Apple and Google have removed a popular third-party Instagram client called InstaAgent from their app stores after an iOS developer discovered that it was harvesting the usernames and passwords of Instagram members.
The ‘Who Viewed Your Profile – InstaAgent’ app claimed, as the name suggests, to be able to show Instagram users who had viewed their accounts/photos. But according to a series of tweets by Peppersoft developer David L-R, InstAgent had been sending users’ log-in details in cleartext to remote server Instagram.zunamedia.com. This address is not connected to Instagram in any way, despite its name. Furthermore, David also discovered that the app could log into users’ accounts and post photos and spam to their feeds.
Although not hugely popular in the US, InstaAgent was downloaded half a million times worldwide and was particularly well-liked in both the UK and Canada, where it became the number one app in its category. Google responded quickly to the discovery, removing InstaAgent soon after its malicious intentions were revealed. Apple took a little longer but finally removed all trace of the app a few hours after David’s tweets.

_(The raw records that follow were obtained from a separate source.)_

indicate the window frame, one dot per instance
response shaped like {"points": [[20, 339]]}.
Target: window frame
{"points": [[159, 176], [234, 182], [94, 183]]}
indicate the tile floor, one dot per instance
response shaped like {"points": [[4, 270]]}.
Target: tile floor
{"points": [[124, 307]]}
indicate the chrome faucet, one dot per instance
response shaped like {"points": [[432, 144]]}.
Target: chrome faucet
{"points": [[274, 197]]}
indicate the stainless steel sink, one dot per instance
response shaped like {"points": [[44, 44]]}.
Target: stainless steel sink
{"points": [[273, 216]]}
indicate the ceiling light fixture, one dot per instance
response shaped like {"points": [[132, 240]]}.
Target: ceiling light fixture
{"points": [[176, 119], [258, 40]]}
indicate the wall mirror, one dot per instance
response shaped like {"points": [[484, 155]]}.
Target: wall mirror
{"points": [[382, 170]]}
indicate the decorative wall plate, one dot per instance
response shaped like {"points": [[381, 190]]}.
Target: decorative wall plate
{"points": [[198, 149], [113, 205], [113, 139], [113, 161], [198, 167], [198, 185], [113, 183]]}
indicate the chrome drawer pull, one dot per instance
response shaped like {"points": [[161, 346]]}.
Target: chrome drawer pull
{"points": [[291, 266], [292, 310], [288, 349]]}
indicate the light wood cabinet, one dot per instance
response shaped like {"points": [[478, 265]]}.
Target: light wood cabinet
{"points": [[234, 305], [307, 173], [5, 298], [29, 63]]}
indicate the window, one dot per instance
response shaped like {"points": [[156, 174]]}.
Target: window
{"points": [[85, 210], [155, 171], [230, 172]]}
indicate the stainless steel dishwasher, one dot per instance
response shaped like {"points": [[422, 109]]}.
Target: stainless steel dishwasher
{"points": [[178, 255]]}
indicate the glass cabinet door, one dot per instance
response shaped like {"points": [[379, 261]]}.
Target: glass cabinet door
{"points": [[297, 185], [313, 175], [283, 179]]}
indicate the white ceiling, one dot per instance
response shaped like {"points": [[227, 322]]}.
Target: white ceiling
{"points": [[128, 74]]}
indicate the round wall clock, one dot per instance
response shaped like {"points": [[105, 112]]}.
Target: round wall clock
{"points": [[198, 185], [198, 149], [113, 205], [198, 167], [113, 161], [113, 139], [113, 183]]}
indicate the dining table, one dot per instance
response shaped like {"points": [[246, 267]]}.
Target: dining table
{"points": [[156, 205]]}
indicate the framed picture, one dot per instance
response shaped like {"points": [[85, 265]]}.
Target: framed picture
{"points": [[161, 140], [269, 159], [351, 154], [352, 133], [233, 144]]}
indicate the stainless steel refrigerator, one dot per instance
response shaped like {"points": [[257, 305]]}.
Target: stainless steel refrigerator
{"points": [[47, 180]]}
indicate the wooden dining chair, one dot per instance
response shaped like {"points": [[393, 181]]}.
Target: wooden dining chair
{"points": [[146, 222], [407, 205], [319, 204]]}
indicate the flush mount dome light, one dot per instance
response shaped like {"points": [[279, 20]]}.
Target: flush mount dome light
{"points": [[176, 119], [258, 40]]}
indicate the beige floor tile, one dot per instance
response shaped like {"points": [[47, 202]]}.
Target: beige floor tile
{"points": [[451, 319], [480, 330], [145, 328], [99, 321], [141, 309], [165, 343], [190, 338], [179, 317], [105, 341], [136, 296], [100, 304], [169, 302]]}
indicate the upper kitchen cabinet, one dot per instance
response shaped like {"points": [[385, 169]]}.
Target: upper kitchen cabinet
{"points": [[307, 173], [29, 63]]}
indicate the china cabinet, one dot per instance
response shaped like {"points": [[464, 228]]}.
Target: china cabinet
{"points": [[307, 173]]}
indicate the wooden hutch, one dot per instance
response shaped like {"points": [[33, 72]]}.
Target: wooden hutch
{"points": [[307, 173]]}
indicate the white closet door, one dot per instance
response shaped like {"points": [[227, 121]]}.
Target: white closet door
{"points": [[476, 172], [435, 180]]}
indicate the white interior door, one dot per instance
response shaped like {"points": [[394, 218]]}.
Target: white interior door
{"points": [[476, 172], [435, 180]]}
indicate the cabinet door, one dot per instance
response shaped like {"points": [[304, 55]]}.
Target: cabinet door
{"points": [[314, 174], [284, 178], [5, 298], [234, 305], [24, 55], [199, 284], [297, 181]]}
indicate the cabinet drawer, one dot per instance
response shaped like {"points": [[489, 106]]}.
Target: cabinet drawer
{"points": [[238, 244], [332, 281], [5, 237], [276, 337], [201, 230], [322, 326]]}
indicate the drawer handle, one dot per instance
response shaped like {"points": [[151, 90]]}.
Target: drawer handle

The incident should serve as a warning to anyone considering downloading similar unofficial third-party apps and services. Apple and Google have yet to comment on how InstaAgent managed to slip past their usually stringent app scrutiny and become so popular in their app stores, although it’s certainly not the first time malicious software has managed to get past the companies’ review process.
Anyone who has downloaded InstaAgent is advised to uninstall the app and change their password. If any other online services use the same login credentials, as so often is the case, then it would be a good idea to change those as well.